Overview. A brain herniation, or cerebral herniation, occurs when brain tissue, blood, and cerebrospinal fluid (CSF) shifts from their normal position inside the skull. The condition is usually caused by swelling from a head injury, stroke, bleeding, or brain tumor.
How many types of brain herniation are there?
Intracranial hernias can be further divided into three types: (a) subfalcine hernia; (b) transtentorial hernia, which can be ascending or descending (lateral and central); and (c) tonsillar hernia.
How are brain herniations classified by their imaging features?
The imaging spectrum can range from subtle changes to clear displacement of brain structures. For radiologists, it is fundamental to be familiar with the different imaging findings of the various subtypes of brain herniation. Brain herniation syndromes are commonly classified on the basis of their
When to see a radiologist for cerebral herniation?
Cerebral herniation is a potentially life-threatening condition that needs to be diagnosed promptly. The imaging spectrum can range from subtle changes to clear displacement of brain structures. The radiologist should be able to identify the main imaging features of the brain herniation subtypes.

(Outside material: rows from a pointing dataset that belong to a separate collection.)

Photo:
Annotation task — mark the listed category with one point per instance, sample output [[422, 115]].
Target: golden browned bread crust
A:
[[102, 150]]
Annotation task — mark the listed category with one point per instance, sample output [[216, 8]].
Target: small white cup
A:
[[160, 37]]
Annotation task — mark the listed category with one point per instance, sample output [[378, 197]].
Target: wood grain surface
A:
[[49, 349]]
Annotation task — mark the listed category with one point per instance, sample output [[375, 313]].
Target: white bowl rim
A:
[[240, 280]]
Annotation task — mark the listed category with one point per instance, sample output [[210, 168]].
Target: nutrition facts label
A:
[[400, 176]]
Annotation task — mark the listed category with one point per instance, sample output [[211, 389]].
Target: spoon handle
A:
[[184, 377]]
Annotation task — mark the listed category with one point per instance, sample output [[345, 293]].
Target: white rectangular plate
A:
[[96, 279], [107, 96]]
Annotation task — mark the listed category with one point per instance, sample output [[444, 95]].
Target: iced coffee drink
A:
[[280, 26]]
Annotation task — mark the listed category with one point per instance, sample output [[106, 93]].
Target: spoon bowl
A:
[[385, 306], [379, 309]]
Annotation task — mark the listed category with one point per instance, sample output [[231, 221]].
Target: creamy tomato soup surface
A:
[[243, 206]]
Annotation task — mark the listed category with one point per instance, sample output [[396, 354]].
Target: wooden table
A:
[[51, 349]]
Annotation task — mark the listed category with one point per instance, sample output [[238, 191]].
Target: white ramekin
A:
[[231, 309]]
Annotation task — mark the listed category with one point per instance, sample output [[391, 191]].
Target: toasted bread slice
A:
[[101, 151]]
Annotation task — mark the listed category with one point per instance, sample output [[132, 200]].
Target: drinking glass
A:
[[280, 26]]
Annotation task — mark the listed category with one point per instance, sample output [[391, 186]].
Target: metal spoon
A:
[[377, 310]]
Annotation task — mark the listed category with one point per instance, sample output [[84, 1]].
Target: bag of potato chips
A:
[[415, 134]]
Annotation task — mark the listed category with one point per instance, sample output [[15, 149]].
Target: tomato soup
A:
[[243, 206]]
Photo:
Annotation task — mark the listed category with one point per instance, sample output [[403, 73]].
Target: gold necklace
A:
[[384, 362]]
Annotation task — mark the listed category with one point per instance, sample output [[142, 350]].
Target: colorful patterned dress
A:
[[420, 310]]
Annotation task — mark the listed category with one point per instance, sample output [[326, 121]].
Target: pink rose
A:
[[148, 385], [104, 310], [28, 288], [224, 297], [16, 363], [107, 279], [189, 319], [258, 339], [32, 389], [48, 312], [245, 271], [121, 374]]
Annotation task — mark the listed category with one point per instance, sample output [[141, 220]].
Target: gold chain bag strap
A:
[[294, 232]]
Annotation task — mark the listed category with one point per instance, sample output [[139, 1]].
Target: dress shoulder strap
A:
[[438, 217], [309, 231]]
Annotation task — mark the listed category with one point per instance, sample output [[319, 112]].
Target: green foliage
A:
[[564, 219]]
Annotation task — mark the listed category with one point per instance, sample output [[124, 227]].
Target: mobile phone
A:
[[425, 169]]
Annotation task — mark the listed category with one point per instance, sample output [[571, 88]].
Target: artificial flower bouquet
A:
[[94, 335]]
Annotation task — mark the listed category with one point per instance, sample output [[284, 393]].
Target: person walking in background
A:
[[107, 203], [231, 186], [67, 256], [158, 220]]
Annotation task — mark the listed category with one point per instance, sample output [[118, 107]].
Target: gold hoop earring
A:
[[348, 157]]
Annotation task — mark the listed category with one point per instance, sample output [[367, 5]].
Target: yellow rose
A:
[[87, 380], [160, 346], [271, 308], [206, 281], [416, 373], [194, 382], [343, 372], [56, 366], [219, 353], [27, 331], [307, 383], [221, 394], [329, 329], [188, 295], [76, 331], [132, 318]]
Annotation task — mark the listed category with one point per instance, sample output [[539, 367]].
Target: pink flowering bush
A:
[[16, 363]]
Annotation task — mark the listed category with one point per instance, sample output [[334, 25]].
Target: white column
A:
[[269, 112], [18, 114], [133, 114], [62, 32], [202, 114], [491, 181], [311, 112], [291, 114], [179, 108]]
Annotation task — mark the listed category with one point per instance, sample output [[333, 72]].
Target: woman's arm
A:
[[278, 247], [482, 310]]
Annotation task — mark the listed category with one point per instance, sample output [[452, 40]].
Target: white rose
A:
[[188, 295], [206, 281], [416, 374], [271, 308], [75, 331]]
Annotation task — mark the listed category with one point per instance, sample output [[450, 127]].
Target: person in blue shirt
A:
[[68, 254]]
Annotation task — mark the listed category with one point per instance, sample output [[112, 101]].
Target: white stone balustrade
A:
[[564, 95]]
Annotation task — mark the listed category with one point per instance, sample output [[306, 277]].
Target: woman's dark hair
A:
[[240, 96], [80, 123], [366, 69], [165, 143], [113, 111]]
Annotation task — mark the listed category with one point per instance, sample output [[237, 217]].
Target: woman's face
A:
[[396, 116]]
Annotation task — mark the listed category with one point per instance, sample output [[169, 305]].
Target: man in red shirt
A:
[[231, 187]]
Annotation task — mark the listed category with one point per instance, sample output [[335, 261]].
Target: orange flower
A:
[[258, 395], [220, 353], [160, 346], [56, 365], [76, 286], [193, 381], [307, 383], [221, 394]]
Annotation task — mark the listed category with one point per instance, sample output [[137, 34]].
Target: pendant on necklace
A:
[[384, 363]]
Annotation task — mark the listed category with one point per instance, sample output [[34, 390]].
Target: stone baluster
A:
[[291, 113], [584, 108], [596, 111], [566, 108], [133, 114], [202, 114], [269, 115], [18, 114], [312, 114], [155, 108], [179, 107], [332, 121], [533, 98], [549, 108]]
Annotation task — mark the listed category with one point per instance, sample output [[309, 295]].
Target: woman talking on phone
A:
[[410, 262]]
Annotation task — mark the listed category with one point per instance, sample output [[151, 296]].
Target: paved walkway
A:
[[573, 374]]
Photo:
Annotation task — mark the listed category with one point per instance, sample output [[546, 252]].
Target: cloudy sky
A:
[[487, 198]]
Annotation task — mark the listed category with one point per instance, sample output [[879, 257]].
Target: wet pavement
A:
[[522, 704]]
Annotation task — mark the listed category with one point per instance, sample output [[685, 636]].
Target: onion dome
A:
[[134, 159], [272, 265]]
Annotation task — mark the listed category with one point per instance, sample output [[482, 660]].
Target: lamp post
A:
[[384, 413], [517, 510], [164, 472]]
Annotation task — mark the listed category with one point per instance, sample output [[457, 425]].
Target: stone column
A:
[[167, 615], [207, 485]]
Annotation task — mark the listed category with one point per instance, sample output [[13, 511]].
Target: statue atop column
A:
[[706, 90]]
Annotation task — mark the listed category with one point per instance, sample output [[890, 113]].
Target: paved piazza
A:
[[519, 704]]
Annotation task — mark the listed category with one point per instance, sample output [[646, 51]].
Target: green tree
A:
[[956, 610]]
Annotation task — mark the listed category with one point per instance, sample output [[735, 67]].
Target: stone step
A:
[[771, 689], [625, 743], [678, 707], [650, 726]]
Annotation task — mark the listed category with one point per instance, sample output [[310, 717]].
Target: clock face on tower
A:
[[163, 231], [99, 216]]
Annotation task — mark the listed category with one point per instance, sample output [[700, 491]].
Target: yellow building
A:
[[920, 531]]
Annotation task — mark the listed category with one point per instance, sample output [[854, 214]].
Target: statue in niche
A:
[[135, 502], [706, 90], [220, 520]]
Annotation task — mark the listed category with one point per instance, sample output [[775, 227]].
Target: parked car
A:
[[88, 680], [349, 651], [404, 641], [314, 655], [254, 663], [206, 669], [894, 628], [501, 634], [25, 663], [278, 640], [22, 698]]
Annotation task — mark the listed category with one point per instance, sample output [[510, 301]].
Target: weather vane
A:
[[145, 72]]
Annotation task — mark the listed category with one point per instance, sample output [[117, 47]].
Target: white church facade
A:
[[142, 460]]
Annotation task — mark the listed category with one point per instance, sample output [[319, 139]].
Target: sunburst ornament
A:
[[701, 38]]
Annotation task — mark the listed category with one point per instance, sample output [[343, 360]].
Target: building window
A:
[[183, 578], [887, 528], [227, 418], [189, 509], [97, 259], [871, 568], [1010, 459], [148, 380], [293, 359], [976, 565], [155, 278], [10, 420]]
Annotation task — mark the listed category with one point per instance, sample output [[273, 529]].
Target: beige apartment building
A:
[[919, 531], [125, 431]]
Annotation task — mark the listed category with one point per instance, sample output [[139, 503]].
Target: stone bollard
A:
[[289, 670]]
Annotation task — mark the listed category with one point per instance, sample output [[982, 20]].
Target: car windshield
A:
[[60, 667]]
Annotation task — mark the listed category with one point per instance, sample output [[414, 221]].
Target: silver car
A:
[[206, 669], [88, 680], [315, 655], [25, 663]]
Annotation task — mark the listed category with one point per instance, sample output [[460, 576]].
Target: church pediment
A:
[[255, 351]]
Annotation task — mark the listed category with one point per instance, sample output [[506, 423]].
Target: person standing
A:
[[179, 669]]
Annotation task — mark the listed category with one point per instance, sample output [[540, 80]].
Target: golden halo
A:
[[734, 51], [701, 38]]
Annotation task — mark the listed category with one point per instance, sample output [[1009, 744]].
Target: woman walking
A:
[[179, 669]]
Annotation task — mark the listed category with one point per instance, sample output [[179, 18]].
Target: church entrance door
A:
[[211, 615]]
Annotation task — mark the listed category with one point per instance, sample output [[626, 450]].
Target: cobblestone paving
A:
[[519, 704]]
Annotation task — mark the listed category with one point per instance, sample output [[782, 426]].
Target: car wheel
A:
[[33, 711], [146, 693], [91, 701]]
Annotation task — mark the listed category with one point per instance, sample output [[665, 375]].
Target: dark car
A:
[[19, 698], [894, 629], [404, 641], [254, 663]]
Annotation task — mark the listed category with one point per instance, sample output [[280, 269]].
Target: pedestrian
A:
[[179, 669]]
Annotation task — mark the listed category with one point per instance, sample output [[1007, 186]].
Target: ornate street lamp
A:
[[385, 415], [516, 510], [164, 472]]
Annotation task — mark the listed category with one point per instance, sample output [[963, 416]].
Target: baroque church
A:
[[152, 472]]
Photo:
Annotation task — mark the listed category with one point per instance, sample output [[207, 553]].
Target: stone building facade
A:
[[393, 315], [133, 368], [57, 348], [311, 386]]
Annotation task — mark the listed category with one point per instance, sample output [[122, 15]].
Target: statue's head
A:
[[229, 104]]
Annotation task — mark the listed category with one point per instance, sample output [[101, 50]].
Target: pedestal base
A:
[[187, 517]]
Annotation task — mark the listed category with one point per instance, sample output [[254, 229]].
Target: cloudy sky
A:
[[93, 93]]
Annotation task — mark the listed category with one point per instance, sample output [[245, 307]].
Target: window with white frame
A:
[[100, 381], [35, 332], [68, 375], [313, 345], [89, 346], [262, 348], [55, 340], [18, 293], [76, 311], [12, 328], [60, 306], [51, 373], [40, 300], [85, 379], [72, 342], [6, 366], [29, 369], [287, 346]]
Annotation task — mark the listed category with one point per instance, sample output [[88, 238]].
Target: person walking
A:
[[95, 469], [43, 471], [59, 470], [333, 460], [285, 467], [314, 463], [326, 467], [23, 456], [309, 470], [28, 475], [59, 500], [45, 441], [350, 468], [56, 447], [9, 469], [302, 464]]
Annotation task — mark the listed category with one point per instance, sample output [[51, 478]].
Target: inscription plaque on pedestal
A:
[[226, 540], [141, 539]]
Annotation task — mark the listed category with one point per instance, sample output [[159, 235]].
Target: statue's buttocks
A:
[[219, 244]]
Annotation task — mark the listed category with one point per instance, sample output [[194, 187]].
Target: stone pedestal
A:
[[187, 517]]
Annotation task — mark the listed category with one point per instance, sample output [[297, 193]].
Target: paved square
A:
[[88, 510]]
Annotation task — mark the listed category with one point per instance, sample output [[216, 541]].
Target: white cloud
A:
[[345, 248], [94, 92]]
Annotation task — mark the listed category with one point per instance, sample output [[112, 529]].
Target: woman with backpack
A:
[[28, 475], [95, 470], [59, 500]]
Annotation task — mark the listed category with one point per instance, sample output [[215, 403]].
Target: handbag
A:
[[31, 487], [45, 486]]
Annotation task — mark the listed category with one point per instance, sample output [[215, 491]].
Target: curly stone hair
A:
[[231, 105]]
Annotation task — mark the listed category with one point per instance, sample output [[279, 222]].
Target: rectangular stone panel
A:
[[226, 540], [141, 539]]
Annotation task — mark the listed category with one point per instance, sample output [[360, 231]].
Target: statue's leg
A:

When does a person have a brain herniation?
When the self-regulation capacity of the cranium is exceeded and the intracranial pressure exceeds the normal limits, the brain tissue is displaced (because of mass eﬀect) from its normal location to adjacent spaces, which is denominated intracranial herniation or brain herniation.
What kind of brain herniation causes slit like hemorrhages?
Rostrocaudal brain stem deterioration is a type of herniation syndrome observed when downward displacement of the midbrain or pons stretches the medial perforating branches of the basilar artery and causes necrosis and extravasation of blood, with the development of slit-like brain stem hemorrhages named Duret hemorrhages.